Construction of plasmid pAMPV/CO-GFP expressing the complete antigenomic RNA of AMPV/CO and GFP as a foreign gene. GFP was inserted in the putative 5′ noncoding region of the G gene as a separate transcription cassette. The cassette contained the GFP ORF (gray rectangle) that was flanked on the upstream side by an MluI site (underlined), the G gene end motif (italicized), an intergenic region comprised of two C residues, and the N gene start motif (bold). The GFP ORF was flanked on the downstream side by an MluI site. The translational initiation and termination codons of the GFP ORF are in bold and underlined. le, leader; tr, trailer.

FIG. 3.

Replication kinetics of wild-type AMPV/CO, rAMPV/CO, and rAMPV/CO-GFP. Vero cells were infected at a multiplicity of infection of 0.01 with wild-type AMPV/CO (♦), rAMPV/CO (▪), or rAMPV/CO-GFP (▴).
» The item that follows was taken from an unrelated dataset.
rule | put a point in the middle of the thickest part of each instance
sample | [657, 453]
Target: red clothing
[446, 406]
Supernatants (0.2 ml out of a total volume of 3 ml per well) were taken at the indicated time points postinoculation and replaced by an equivalent amount of fresh medium. The samples were flash frozen and analyzed later for virus titers by plaque assay and immunostaining. Each time point was represented by two wells, and each titration was performed in duplicate. The mean virus titers are shown. Bars indicate standard deviations.

FIG. 4.

(A) Cytopathic effect of recombinant AMPV/CO in Vero cells. Vero cells were either infected with wild-type (wt) AMPV/CO, rAMPV/CO, or rAMPV/CO-GFP or mock infected with phosphate-buffered saline and observed for the appearance of CPE characteristic of AMPV. The recovered recombinant viruses induced syncytia indistinguishable from those of wild-type AMPV/CO, at 72 h postinfection and at an MOI of 0.1. (B) Immunostaining of AMPV/CO-infected Vero cells. Vero cells were either infected with 0.1 MOI of wt AMPV/CO, rAMPV/CO, or rAMPV/CO-GFP or mock infected with phosphate-buffered saline, and the infected monolayer was grown in 2% Eagle's minimal essential medium and 0.8% methyl cellulose overlay. After 72 h of infection, the overlay was removed and the monolayers were subjected to immunoperoxidase staining. An antipeptide antibody raised against the N protein of AMPV/CO was utilized for the staining. The recovered recombinant virus-induced plaques were indistinguishable in morphology as well as staining characteristics from those induced by wild-type AMPV/CO.